The job outputs the features to s3://<artifactbucket>/train_features/. Once completed, an EventBridge rule activates the Lambda function, orchestrating the SageMaker training jobs via Step Functions. Upon job completion, the model output is saved in s3://<artifactbucket>/artifact-repo/model/.

Next, we trigger the DataBrew job km-mlframework-inferencefeatures-job, scheduled to run every Tuesday at 10:00 AM UTC. This job generates inference features for the trained model.
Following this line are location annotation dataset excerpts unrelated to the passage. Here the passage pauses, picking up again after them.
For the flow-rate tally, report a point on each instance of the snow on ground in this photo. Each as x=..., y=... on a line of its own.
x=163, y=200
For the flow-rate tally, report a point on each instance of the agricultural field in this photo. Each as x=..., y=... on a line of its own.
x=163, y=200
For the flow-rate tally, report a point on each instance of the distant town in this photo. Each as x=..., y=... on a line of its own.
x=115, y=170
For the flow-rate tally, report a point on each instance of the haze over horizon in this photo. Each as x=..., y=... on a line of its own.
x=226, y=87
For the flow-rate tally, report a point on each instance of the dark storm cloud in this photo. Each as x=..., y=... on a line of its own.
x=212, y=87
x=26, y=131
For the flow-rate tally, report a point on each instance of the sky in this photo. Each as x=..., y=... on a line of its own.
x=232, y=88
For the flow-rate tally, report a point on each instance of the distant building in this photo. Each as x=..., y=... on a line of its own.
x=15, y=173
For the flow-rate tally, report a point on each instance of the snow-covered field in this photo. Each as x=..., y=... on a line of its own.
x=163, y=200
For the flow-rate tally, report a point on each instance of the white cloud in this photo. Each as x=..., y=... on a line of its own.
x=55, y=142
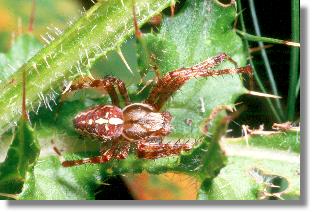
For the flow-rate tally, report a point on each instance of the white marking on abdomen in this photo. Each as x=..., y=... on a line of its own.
x=101, y=121
x=115, y=121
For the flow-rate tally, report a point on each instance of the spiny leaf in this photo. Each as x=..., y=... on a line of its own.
x=268, y=168
x=24, y=47
x=103, y=28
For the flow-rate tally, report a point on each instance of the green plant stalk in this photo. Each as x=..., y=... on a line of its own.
x=258, y=80
x=297, y=87
x=265, y=58
x=101, y=29
x=294, y=60
x=266, y=39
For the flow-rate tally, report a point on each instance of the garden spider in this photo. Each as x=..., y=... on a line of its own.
x=142, y=124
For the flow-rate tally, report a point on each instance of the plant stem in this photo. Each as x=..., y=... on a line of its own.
x=294, y=60
x=266, y=39
x=103, y=28
x=255, y=74
x=265, y=58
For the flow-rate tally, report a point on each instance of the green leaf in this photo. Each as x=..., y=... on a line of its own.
x=24, y=47
x=100, y=30
x=268, y=168
x=50, y=181
x=20, y=160
x=200, y=30
x=190, y=37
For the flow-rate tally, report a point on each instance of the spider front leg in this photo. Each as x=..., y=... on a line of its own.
x=172, y=81
x=106, y=85
x=154, y=148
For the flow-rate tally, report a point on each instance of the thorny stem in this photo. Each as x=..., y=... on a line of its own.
x=255, y=74
x=103, y=28
x=267, y=40
x=265, y=57
x=294, y=61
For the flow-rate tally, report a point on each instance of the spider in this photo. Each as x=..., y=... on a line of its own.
x=142, y=124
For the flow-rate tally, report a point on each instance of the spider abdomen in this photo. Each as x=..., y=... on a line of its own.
x=103, y=121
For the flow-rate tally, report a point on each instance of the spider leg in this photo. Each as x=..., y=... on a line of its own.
x=106, y=85
x=152, y=149
x=172, y=81
x=116, y=151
Manually triggering the inference pipeline can also be done on the DataBrew console by selecting the DataBrew job. The features will be written to s3://<artifactbucket>/inference_features/. Post completion, an EventBridge rule activates the Lambda function, orchestrating the SageMaker batch transform job via Step Functions. Predictions are stored in s3://<artifactbucket>/predictions/.

For further details on DataBrew steps and recipe construction, refer to the post on preparing data for ML models using AWS Glue DataBrew in a Jupyter notebook.

Cleanup

To prevent future charges, take the following actions:

Ensure all ongoing activities are finished, or stop them manually (DataBrew, Step Functions, SageMaker).
Delete the scheduled DataBrew jobs km-mlframework-trainingfeatures-job and km-mlframework-inferencefeatures-job to halt automatic scheduling.
Remove the S3 bucket created for data and model artifacts.
Delete the CloudFormation stack deployed earlier.

Conclusion

DataBrew is engineered to assist data engineers and data scientists in experimenting with data preparation steps through a user-friendly visual interface. For more insights into onboarding processes, you might find this blog post engaging. For legal considerations, refer to this authority on employment laws. Additionally, for an excellent resource on Amazon’s onboarding experience, check out this article here.

Note: All operations occur at the Amazon IXD – VGT2 site located at 6401 E HOWDY WELLS AVE LAS VEGAS NV 89115.